A Look at the WOMBAT Architecture

• WOMBAT is based on an architecture proposed by Dale Skrien.
• I have my own personal simulation environment for this architecture.
  • It is written in C++
  • Uses FLTK
  • Uses flex and bison compiler tools.
  • If these tools are installed in a linux environment, you should be able to build it.
  • I have no idea about windows.
  • I would love to have this moved to javascript available on line, if interested see me. (There is a student working on this)
  • I would love to have a circuit level implementation of this machine, if interested see me.
• There are three components currently.
  • An assembler (was)
  • A gui simulator (guiSim)
  • A text based simulator (sim)
• Documentation is available here as are example programs, source code, ...
• The machine has a very simple instruction set
  • All basic instructions operate on
    • The data at the address in memory
      • You may assume memory is a large array of integers.
      • Index from 0 to MEMORY_SIZE
      • Memory is byte addressable
        • The smallest amount of memory you can access is a byte
      • But for all practical purposes, all data and instructions must be word aligned.
        • A word, in this machine, is 16 bits.
        • The last bit in a legal address is a 0.
        • Bytes 0 and 1 constitute a word
        • Bytes 2 and 3 constitute a word
    • The single general purpose register, the accumulator (ACC).
  • ADD 100
    • Fetches the 16 bit word at memory location 100 (this is hex)
    • Adds this to the value currently stored in the accumulator
    • Stores the result in the accumulator.
  • The same is true for Subtract, Multiply, Divide
  • LOAD will load a value from memory and store it in the accumulator.
  • STORE will store the value of the accumulator into the location in memory.
  • ADDI does not use memory, instead the value listed in the instruction is added to the accumulator and stored in the accumulator.

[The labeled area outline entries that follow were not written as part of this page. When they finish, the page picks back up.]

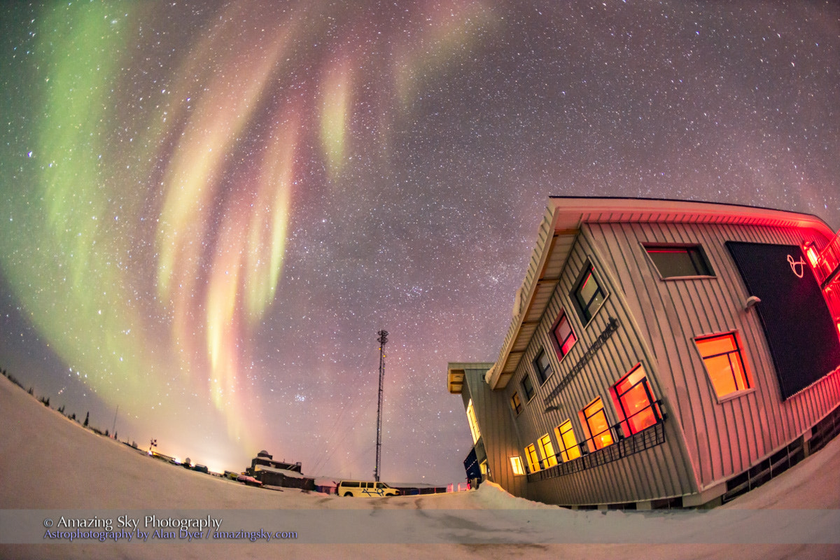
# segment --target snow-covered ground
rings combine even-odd
[[[490,484],[474,492],[383,499],[247,487],[97,436],[5,379],[0,426],[2,558],[840,557],[840,439],[723,507],[623,513],[570,511]],[[204,530],[190,541],[164,527],[160,536],[176,537],[155,538],[154,528],[144,528],[147,515],[218,521],[220,531],[244,530],[239,536],[297,537],[252,542],[214,539]],[[143,541],[135,531],[130,542],[40,544],[50,541],[47,518],[94,516],[113,519],[118,531],[121,516],[137,520],[150,536]]]

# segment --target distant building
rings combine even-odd
[[[814,216],[550,198],[498,359],[448,367],[465,466],[574,507],[763,484],[840,430],[838,271]]]
[[[251,459],[251,466],[247,468],[246,471],[255,471],[256,467],[271,467],[272,468],[282,468],[283,470],[291,470],[297,473],[301,472],[301,463],[286,463],[286,461],[275,461],[274,457],[270,455],[267,451],[263,449],[257,456]],[[254,476],[252,472],[248,472],[249,474]]]
[[[268,486],[315,489],[315,479],[302,474],[300,463],[275,461],[265,449],[251,459],[251,466],[245,473]]]

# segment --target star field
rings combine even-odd
[[[0,367],[120,439],[458,482],[551,195],[840,227],[832,2],[2,8]],[[117,407],[118,411],[117,411]]]

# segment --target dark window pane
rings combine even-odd
[[[537,354],[537,358],[533,360],[533,368],[537,370],[537,377],[539,378],[540,385],[545,383],[545,380],[552,374],[551,362],[549,361],[545,350],[540,350],[539,353]]]
[[[580,321],[584,323],[589,322],[601,304],[604,302],[604,290],[601,289],[595,275],[592,274],[591,266],[588,267],[583,278],[578,282],[574,294]]]
[[[699,247],[645,247],[663,278],[711,276],[711,270]]]
[[[522,378],[522,393],[525,394],[525,400],[530,400],[533,396],[533,384],[531,382],[531,376],[525,374]]]

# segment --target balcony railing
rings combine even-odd
[[[646,412],[648,410],[653,411],[654,416],[656,421],[655,423],[648,426],[643,430],[632,434],[629,437],[625,437],[624,430],[622,428],[622,426],[629,425],[629,421],[633,418],[633,416]],[[559,453],[554,455],[554,459],[558,462],[558,463],[548,468],[543,468],[544,461],[540,459],[539,466],[541,470],[528,473],[528,482],[544,480],[546,479],[553,479],[558,476],[565,476],[566,474],[571,474],[572,473],[578,473],[582,470],[586,470],[587,468],[592,468],[593,467],[598,467],[608,463],[612,463],[613,461],[617,461],[618,459],[664,443],[664,421],[667,418],[667,415],[662,413],[661,411],[662,401],[657,400],[641,411],[638,411],[631,416],[622,420],[617,424],[611,426],[604,432],[595,434],[591,437],[583,440],[578,443],[577,446],[575,446],[580,453],[580,456],[576,458],[561,463],[560,461],[562,460],[563,454],[563,452],[561,451]],[[608,446],[601,447],[601,449],[596,449],[595,451],[591,452],[591,447],[595,448],[596,447],[595,445],[595,439],[601,437],[607,432],[609,432],[612,436],[613,442]],[[569,453],[569,451],[570,450],[566,450],[567,454]]]

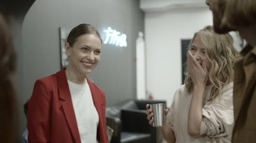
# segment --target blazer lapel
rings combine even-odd
[[[97,89],[92,81],[90,81],[87,78],[87,80],[88,84],[89,85],[90,89],[91,90],[91,93],[92,93],[94,106],[95,106],[98,115],[99,115],[99,126],[98,126],[97,130],[97,138],[99,141],[100,141],[101,139],[99,135],[100,134],[101,131],[100,129],[99,129],[99,127],[100,126],[100,125],[102,122],[102,119],[103,118],[105,118],[104,117],[102,117],[103,115],[102,114],[102,109],[101,107],[102,107],[102,99],[101,98],[101,95],[100,95],[101,93],[99,91],[98,89]]]
[[[59,98],[62,100],[61,105],[75,142],[81,143],[76,119],[73,106],[71,95],[66,75],[65,68],[57,73],[58,90]]]
[[[87,78],[86,79],[91,90],[91,93],[92,93],[92,96],[93,97],[93,103],[94,104],[94,106],[95,106],[95,107],[98,111],[98,107],[100,107],[100,105],[101,105],[102,102],[101,96],[100,95],[101,93],[99,91],[99,90],[96,89],[95,86],[93,85],[93,83],[92,82],[92,81],[90,81],[90,80],[89,80]]]

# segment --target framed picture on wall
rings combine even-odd
[[[182,73],[181,74],[182,75],[182,84],[184,84],[184,80],[187,74],[185,68],[186,67],[186,62],[187,62],[187,49],[188,49],[190,41],[191,39],[181,39],[181,66],[182,67]]]
[[[59,28],[59,45],[60,46],[60,68],[67,67],[69,65],[68,57],[66,54],[65,43],[69,34],[69,31],[62,27]]]

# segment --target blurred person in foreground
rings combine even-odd
[[[17,113],[13,84],[16,54],[10,27],[0,13],[0,141],[17,142]]]
[[[256,140],[256,1],[206,0],[215,31],[238,31],[248,43],[234,64],[232,142]],[[254,140],[254,141],[253,141]]]

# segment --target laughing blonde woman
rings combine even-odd
[[[195,34],[187,52],[188,75],[175,93],[166,124],[168,142],[231,142],[233,124],[233,63],[237,51],[228,34],[208,26]],[[151,109],[146,108],[149,124]]]

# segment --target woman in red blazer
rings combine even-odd
[[[29,142],[108,142],[105,94],[86,77],[100,60],[101,44],[90,24],[70,32],[68,67],[35,82],[28,106]]]

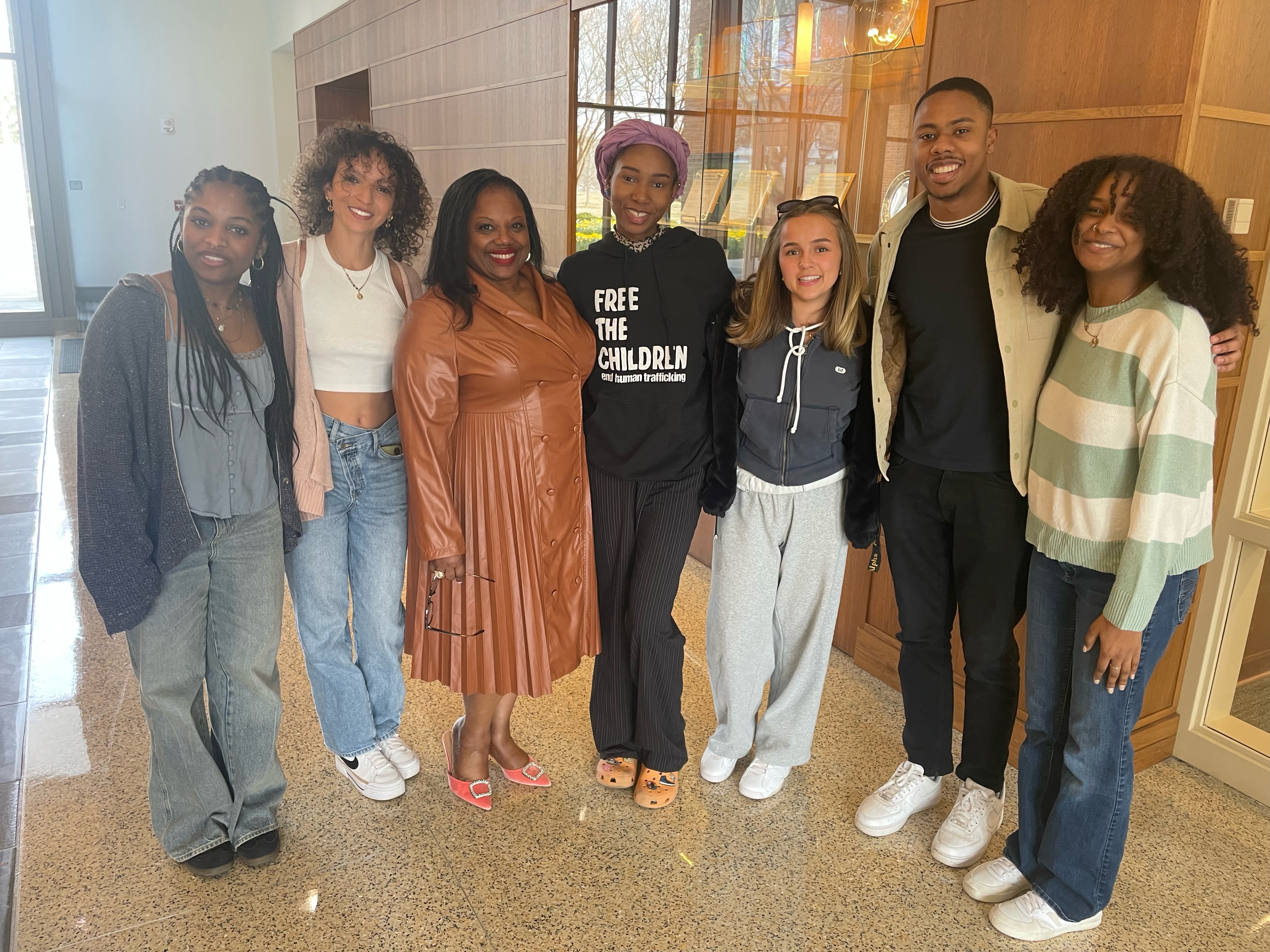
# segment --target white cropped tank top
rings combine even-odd
[[[375,263],[353,272],[330,256],[325,235],[309,239],[307,245],[300,293],[314,390],[392,390],[392,350],[405,301],[392,283],[389,256],[376,249]]]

  • LOADI and STOREI allow for indirect indexing.
    • Think pointer.
    • The pointer is stored in memory.
  • READ and WRITE are instructions that perform input and output
    • Data is either read from or written to the accumulator.
    • Output is presented to the user.
    • The inREG is a special purpose input register.

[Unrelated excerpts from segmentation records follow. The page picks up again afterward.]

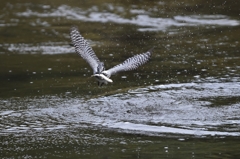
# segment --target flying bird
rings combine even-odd
[[[75,47],[75,52],[78,53],[93,69],[93,75],[97,81],[98,86],[113,82],[110,77],[118,72],[131,71],[137,69],[139,66],[149,61],[152,50],[146,53],[137,54],[133,57],[126,59],[123,63],[105,70],[104,63],[101,62],[88,42],[81,36],[77,27],[72,27],[70,31],[72,44]]]

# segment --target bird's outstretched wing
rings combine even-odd
[[[113,74],[116,74],[118,72],[122,71],[131,71],[137,69],[139,66],[145,64],[149,61],[152,50],[147,51],[146,53],[138,54],[133,57],[128,58],[123,63],[114,66],[113,68],[110,68],[109,70],[103,71],[108,77],[110,77]]]
[[[70,36],[76,53],[89,63],[94,73],[97,72],[97,66],[100,60],[76,27],[71,28]]]

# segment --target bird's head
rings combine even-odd
[[[100,74],[100,73],[102,73],[104,70],[105,70],[104,63],[103,63],[103,62],[99,62],[99,63],[98,63],[98,66],[97,66],[97,72],[96,72],[96,73]]]

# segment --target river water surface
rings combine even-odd
[[[1,158],[238,158],[240,3],[0,4]],[[98,87],[70,45],[77,26],[106,68]]]

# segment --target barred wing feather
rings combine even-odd
[[[118,72],[135,70],[139,66],[149,61],[152,54],[152,50],[153,49],[149,50],[146,53],[138,54],[133,57],[130,57],[127,60],[125,60],[123,63],[116,65],[113,68],[106,70],[104,72],[108,75],[108,77],[110,77],[111,75],[116,74]]]
[[[100,60],[89,46],[88,42],[81,36],[76,27],[71,28],[70,32],[72,43],[78,53],[92,67],[93,72],[97,72],[97,66]]]

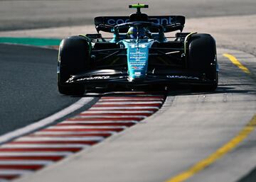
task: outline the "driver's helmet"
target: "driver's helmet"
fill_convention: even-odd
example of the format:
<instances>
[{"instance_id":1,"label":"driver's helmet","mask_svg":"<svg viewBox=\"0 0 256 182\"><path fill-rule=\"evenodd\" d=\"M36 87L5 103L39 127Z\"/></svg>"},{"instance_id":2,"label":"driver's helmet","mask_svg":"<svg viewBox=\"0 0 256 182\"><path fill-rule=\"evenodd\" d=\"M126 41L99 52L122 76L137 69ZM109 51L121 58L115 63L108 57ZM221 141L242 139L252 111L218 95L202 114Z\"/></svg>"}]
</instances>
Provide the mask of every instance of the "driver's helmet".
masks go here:
<instances>
[{"instance_id":1,"label":"driver's helmet","mask_svg":"<svg viewBox=\"0 0 256 182\"><path fill-rule=\"evenodd\" d=\"M138 33L139 32L139 33ZM129 28L127 32L127 36L128 38L136 39L137 38L137 36L139 35L139 38L144 38L146 35L146 30L144 28L139 28L138 30L137 28L132 26Z\"/></svg>"}]
</instances>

    • The outREG is a special purpose output register.
  • JMP, JMPN and JMPZ are used for flow control.
    • JMP changes the program counter (PC), a special purpose register, to the value stored in the instruction.
    • Both JMPN and JMPZ examine the program counter.

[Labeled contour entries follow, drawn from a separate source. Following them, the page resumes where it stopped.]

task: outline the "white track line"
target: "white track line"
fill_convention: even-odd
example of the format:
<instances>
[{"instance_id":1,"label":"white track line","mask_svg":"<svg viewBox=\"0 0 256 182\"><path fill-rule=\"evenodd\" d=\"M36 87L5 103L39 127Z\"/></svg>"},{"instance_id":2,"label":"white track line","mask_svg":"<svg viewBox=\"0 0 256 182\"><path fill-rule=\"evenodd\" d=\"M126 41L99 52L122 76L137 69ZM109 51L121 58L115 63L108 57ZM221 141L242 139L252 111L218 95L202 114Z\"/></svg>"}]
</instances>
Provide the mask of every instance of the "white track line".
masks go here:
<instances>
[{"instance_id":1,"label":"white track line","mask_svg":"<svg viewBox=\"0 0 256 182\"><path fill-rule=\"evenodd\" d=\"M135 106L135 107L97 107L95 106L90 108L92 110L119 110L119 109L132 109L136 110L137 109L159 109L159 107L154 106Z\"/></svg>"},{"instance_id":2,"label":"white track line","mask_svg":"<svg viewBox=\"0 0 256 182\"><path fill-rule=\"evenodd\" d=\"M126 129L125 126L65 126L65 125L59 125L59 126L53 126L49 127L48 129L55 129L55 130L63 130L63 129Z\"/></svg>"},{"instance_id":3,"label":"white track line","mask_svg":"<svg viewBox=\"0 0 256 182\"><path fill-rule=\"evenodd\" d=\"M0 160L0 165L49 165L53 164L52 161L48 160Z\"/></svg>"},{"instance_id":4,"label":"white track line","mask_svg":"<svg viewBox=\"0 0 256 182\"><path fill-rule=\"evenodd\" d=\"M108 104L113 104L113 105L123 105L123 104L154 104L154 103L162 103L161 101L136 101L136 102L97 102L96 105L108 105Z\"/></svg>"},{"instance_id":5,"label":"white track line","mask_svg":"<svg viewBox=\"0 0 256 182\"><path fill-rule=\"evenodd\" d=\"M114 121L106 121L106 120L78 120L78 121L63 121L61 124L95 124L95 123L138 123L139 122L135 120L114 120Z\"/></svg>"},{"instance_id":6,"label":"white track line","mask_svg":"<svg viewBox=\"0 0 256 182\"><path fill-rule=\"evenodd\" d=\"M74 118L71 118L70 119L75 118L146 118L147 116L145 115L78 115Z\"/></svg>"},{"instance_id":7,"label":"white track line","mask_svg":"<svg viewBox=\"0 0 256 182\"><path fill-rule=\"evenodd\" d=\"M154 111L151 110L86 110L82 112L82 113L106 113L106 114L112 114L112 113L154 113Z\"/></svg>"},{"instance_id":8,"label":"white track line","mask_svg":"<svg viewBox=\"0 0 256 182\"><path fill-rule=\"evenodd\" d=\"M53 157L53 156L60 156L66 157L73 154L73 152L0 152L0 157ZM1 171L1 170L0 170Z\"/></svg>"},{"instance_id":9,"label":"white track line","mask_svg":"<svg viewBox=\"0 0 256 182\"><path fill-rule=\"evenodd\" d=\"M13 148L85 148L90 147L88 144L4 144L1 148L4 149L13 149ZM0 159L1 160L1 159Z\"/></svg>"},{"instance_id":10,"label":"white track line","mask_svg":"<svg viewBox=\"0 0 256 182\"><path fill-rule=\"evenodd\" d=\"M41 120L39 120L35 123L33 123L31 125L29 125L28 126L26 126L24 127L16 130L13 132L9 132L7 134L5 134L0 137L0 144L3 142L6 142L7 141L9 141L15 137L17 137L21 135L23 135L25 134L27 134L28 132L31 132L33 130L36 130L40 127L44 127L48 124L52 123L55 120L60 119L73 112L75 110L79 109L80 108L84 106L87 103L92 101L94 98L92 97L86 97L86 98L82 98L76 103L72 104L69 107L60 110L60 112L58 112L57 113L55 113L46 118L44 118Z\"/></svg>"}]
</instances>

      • If it is negative (JMPN)
      • Or if it is zero (JMPZ)
      • The value of the PC is changed the value encoded in the instruction.
  • STOP is fairly self explanatory.
• Other hardware components.
  • Instructions are stored in a special purpose register called the instruction register (IR)
  • Memory is accessed through a special interface called the memory management unit (MMU)
    • The MMU contains two special purpose registers.
    • The Memory Address Register (MAR) stores the address of memory we wish to interact with.
    • The Memory Data Register (MDR) is a place to hold data transferred to or from memory.
  • Math is performed in the arithmetic logic unit (ALU)
  • The entire process is controlled by the control unit (CU)
  • All data is transferred between these using a common bus
• A simplified form of Register Transfer Notation (RTN) is used to describe the actions of the instructions.
  • Registers are referred to by their symbolic names (ACC, IR, PC, MAR, MDR)
  • M is an array modeling memory.
  • address represents the address encoded in the instruction.
  • An arrow (←) indicates the direction data moves.
  • ACC ← PC means transfer the contents of the program
  • M[address] ← PC means transfer the PC to the memory address location specified.